Now, the thing about Knit & Caboodle is that there's this set of shelves near the door that has all the sale stuff. I do love sales, but I often skip the ones in yarn stores because I can never think of what to make out of the stuff sitting there, as it's often only one or two skeins in a colour.

And there they were. Eight skeins of Elsebeth Lavold's Angora at $5.21 each! It seems that it has been discontinued, and these skeins were looking for a home.

And well, I thought I'd take the one slightly darker skein, as well. I'd hate for it to feel left behind. Yarn has feelings, you know.


It helped that it was so cold outside. All I could think of was a nice little wrap or wide scarf to wrap around my shoulders. And that dark green would make a neat little stripe down the middle of it. And it's proof that, if you really know where to look, you can afford the luxury yarns!

The next day, we decided to head into Banff to have a soak in the hot springs before it got too busy.


After that, we headed into town. I had a secret mission: to find Jen By the Fjord Yarn Studio.

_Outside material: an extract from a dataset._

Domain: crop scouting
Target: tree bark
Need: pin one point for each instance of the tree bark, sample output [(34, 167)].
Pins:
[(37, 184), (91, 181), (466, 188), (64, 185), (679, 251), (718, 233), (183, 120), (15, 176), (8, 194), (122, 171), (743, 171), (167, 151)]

I really had absolutely no idea where it was. I have a really bad habit of not researching these things. I figured that, if I found it, I found it.

And I found it.

It's a tiny little studio, where the friendliest lady ever, named Judi, surrounds herself with yarn and friends. I had a nice chat with her, and found out that she used to live in my current town - even owned a shop. I could have sat all day.

But then I remembered I'd told hubby, "I'll be quick!"

I did leave with a beautiful skein of Sundance Sock Yarn from a local dyer who owns Rocky Mountain Dyeworks. Each skein is individually dyed - no dye lots, and for me, no worries. My skein has gorgeous tones of cinnamon, paprika and well... red! Again, it helped that it was so chilly out. I thought it would make another pretty scarf or shawl to wrap around my shoulders in the cooler evenings.


Oh yeah - we did do other things while we were away in Canmore. We ate smokies by the river. We hiked a bit on the trails. We had a gorgeous dinner at Chez Fran├žois, who has been serving delicious meals for 20 years. We relaxed in our beautiful room. We walked along the creek near the inn, and by the Bow River near the town centre. Nothing strenuous. Probably not very exciting for most.


But just right for us.

The only sad thing was that I came home to some corn seedlings I planted out last week that looked like they suffered a bit in the cold evenings we had. And, some of my peas looked like they may have dried out in the window box I planted them in. I did some major work out there, and I hope I've salvaged some of them. The worst part about gardening is the heartbreak. And the mosquitoes.

At least I can find solace in the yarn basket. You'll never see it suffering after frost!